I had seen this recipe on foodflickr, a great page on twitter set up by two top nutritionalists in ireland they have wonderful recipes and great health tips!
- 1 large fresh beetroot pre cooked and diced
- 1 cup frozen blueberries
- 1/2 cup frozen raspberries
- 1 medium banana
- 100ml apple juice
Blend them all up and viola a quick and simple energy booster! I used it as a starter before too, for a summer dinner party and it worked great!
It wouldn’t be a blog post without taking something from my favourite book- Jerusalem !
- 500g cooked beetroot.
- 2 garlic cloves crushed
- 1 small red chilli deseeded
- 250 g greek yogurt
- 1 1/2 date syrup
- 3 tbsp olive oil
- 1 tbsp Za’atar
- pinch of salt
- place beetroot, garlic, chilli and yogurt in food processor and blend into a smooth paste
- transfer to a large mixing bowl and add date syrup, olive oil ,za’atar and salt.
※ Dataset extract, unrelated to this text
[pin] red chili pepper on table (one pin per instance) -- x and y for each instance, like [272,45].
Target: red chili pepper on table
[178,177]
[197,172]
Simple and easy! Its a great accompaniment for meat dishes like lamb, duck or even burgers! I usually top mine off with some toasted almonds & spring onions sliced!
Also you don’t have to use date syrup you could use maple or agave! You can find the spice Za’atar in Fallon & Byrne and even some asian markets.
Paleo chocolate & beetroot cake.
I saved the best till last !!!! and will make even the people who hate beetroot love it! … works as brownies also if moulded in square tin.
- 300g beetroot cubed
- 4 eggs
- 4 tbsp akacia honey
- 4 tbsp olive oil/ coconut oil
- 1 tbsp pure cocoa
- 125g ground almond
- 1 tsp vanilla extract
- 1 tsp baking powder
- pinch of salt.
- 150g dark chocolate 70% plus a little extra for serving
- Preheat oven 180℃
- Line bottom of 23 cm greaseproof tin.
- In a blender combine beetroot ,eggs, honey, cocoa, vanilla, baking powder & salt until creamy…
- Add almond flour & combine.
- melt chocolate and oil over low heat & add to the mixture.
- Bake 35-40 min
- Pierce to check with a skewer if it comes out clean your ready to go…
Once you take it out f the oven place the few extra squares of chocolate on top & leave them to melt then sprinkle some toasted hazelnuts on top!